Немаловажную роль в сохранении языка играют премии и конкурсы, направленные на поддержку местных авторов, во время которых происходит активизация литературного процесса. Геннадий Башкуев, однако, не согласен с положительными оценками конкурсов для развития российской и мировой литературы: «Дух коммерции, который присутствует в отечественных премиях, и дух политики, который присутствует в международных премиях, дестабилизируют процесс». Критически относится он и к изданию книг авторами за собственные деньги, а также к исключительно сетевым публикациям, приводящим к «девальвации профессии». По его мнению, «каждый писатель считается писателем все-таки по “бумажному” варианту», хотя сетевая публикация может сопутствовать изданию в «хорошем» журнале[27]. Алексей Гатапов менее категоричен, считая тип медиа делом вкуса, однако так же предпочитает публиковать свои произведения в традиционном «бумажном» виде. Хотя он согласен с Башкуевым в том, что большие премии носят ангажированный характер и развращают литературную среду, а также подчеркивает важность конкурсов для молодых авторов[28].

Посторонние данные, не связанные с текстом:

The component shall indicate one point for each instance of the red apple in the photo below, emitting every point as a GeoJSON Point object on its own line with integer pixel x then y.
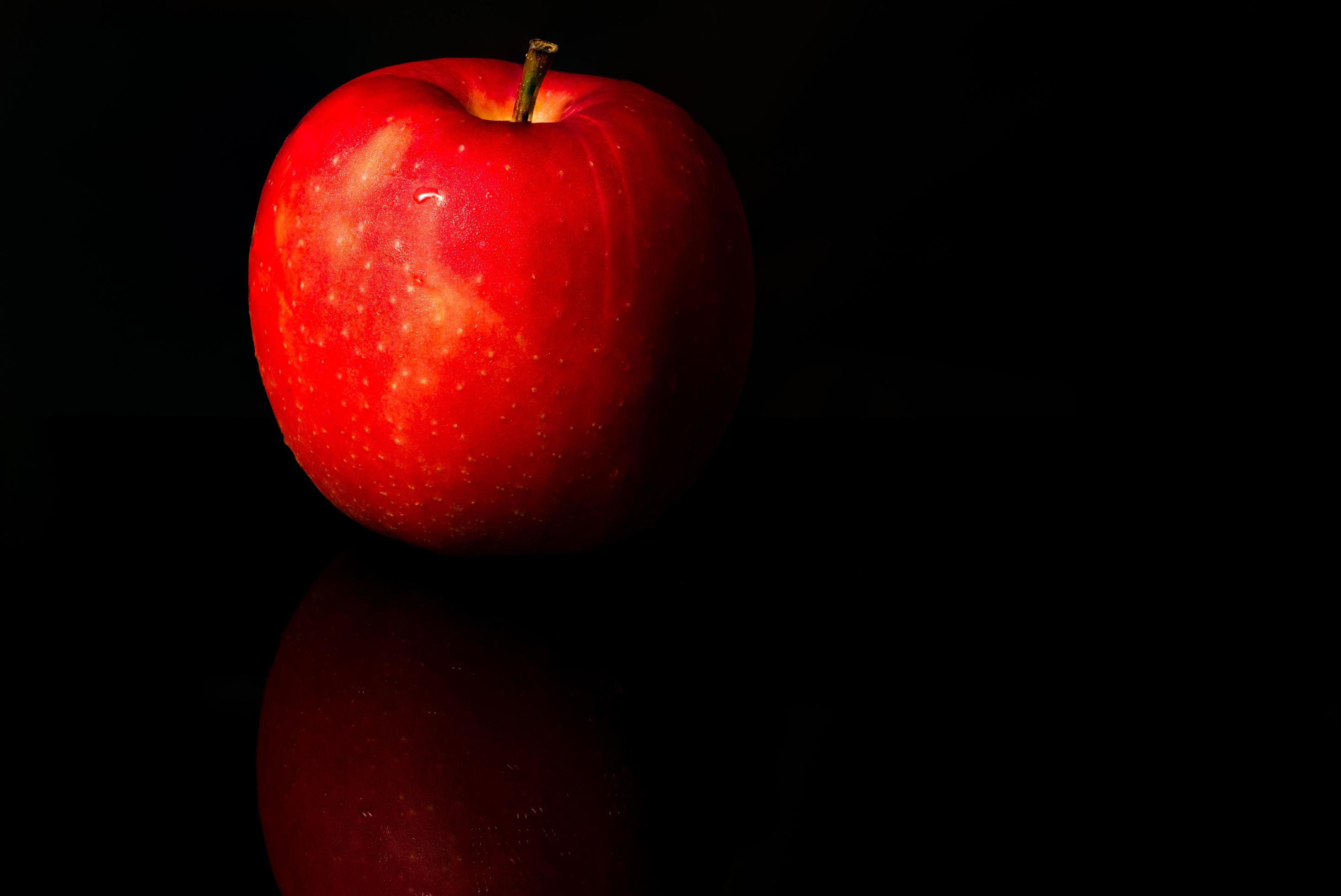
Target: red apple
{"type": "Point", "coordinates": [484, 336]}
{"type": "Point", "coordinates": [407, 749]}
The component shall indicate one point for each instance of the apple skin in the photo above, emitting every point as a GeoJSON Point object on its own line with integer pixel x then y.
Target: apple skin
{"type": "Point", "coordinates": [491, 337]}
{"type": "Point", "coordinates": [408, 746]}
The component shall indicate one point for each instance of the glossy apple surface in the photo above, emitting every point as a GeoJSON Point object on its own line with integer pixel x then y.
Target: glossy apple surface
{"type": "Point", "coordinates": [491, 337]}
{"type": "Point", "coordinates": [407, 749]}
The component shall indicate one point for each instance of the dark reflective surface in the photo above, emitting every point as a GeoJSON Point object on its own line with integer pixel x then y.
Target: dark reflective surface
{"type": "Point", "coordinates": [849, 652]}
{"type": "Point", "coordinates": [845, 648]}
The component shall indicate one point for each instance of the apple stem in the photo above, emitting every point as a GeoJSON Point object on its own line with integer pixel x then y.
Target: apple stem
{"type": "Point", "coordinates": [537, 64]}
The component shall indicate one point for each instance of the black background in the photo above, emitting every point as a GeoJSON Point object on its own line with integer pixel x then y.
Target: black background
{"type": "Point", "coordinates": [847, 647]}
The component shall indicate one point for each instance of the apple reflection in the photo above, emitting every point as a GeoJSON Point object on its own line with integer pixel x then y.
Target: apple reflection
{"type": "Point", "coordinates": [413, 743]}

В отличие от писателей, начавших карьеру в Советском Союзе, издатель Дмитрий Галсан, относящийся уже к постсоветскому периоду, полагает, что цифровая среда не является лишь приложением к печатной. По его мнению, конкуренция между онлайн и офлайн изданиями вызвана в том числе и разницей между поколениями в способах работы с информацией. Так «толстые» журналы практически не существуют для тех, «кто привык читать с экрана», но существуют для поколения «отцов, бабушек и дедушек». Как частный издатель он полагает, что бумажная книга «уйдет в формат дорогих развлечений», в формат «подарочного издания», но литература не исчезнет.
«Мне кажется, нет какой-либо линейной зависимости между количеством писателей и сложившейся инфраструктурой. Она помогает увеличить количество писателей, но до нуля она его свести не может. Просто есть люди, у которых “сила самовыражения” сможет пробить все. Я думаю, что в любой нации и в любом народе такие люди будут всегда. Такова природа человека, от этого невозможно уйти. Вот если язык исчезнет – да, тогда можно говорить о полном отсутствии писателей на таком языке. А вот если исчезнут книги и издательства, то это не значит, что и писатели исчезнут»[29].
Действительно, кризис литературной инфраструктуры советского образца и проблемы книжного рынка не помешали появлению целого ряда популярных Интернет-авторов, среди которых стоит отметить Булата Молонова (Мобу), tri_tabuna и Анну Банаеву. В процессе становления сетевой литературы особую роль сыграли гостевая книга, а затем форум «Сайта бурятского народа», постоянная аудитория которого начала складываться в 2001–2002 годах[30]. Развитие сайта предшествовало распространению в России «Живого журнала» и появлению социальных сетей нового поколения, прежде всего Facebook. По мнению Дмитрия Галсана, ключевую роль для становления Интернет-авторов как писателей сыграла прямая связь с читателями через комментарии. Сам феномен сетевого творчества он оценивает положительно.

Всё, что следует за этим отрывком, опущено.